Touring North America, Maisie Peters comes of age

Touring North America, Maisie Peters comes of age

NEW YORK

With British pop singer Maisie Peters' tour across North America underway, there's one city she's particularly looking forward to playing: Sacramento, California.

Why? The Greta Gerwig effect.

“That’s like a ‘Lady Bird,’ Greta Gerwig pilgrimage,” Peters told The Associated Press in a recent interview. “So I’m excited for that.”

Peters’ tour in the U.S. and Canada follows the June release of her sophomore album “The Good Witch.” Interwoven are five dates opening for Ed Sheeran, who signed Peters to his Gingerbread Man Records in 2021, and whom she has already opened for in Europe and Australia. But New York’s Radio City Music Hall presented a new achievement — her biggest headlining show so far.

“It was very surreal, it was like a real moment,” Peters, 23, said in a Zoom call ahead of her show in Montreal. “Not many artists get to do something like that.”

That moment was one Tina Hizon, Peters’ keyboardist and friend of more than five years, had been anticipating.

“I felt quite emotional when we were on stage,” Hizon told the AP. “Like, oh, we’ve come a long way.”

These are hardly the biggest crowds Peters and her band have seen — they played Glastonbury’s Pyramid Stage in June and Chicago’s Lollapalooza, their first U.S. festival, earlier this month. Two shows at the Melbourne Cricket Ground, with Sheeran in March, brought in a record 215,000 fans.

But this tour is their own.
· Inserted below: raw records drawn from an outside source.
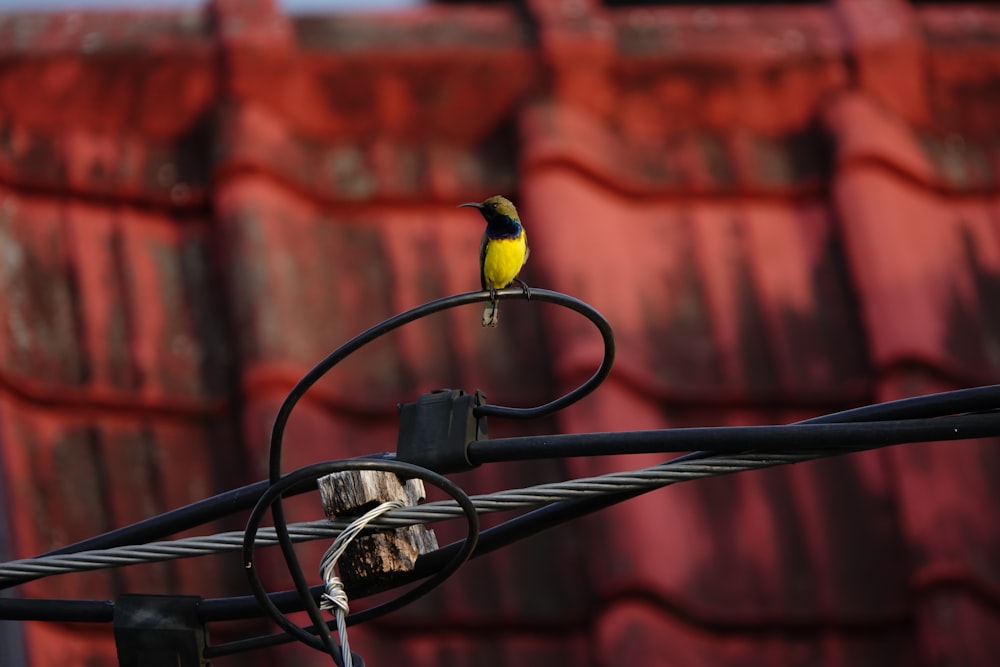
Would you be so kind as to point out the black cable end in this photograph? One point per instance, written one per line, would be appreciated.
(437, 430)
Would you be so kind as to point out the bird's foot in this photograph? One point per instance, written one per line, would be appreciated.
(524, 288)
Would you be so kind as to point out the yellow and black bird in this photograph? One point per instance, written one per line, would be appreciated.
(502, 253)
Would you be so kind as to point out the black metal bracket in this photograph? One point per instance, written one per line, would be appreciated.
(159, 631)
(436, 431)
And it is a celebration of “The Good Witch,” an album Peters says she feels “at peace with,” because it accomplished her goal: reflecting who she is now.

It is also music that easily soundtracks what people online have fondly labeled the “summer of girlhood” — a celebration of all things nostalgic and angsty, pink and sequined, emotional and overly analytical

“It’s the classic teenage girl in their 20s, fun. And I’m such a teenage girl in my 20s,” she said of her shows, using the tongue-in-cheek phrase that's been the subject of thousands of tweets and TikToks, often referencing fandoms, avoidant adulting and nostalgia. In the best way possible, she says, the shows feel “like a birthday party when you’re in middle school.”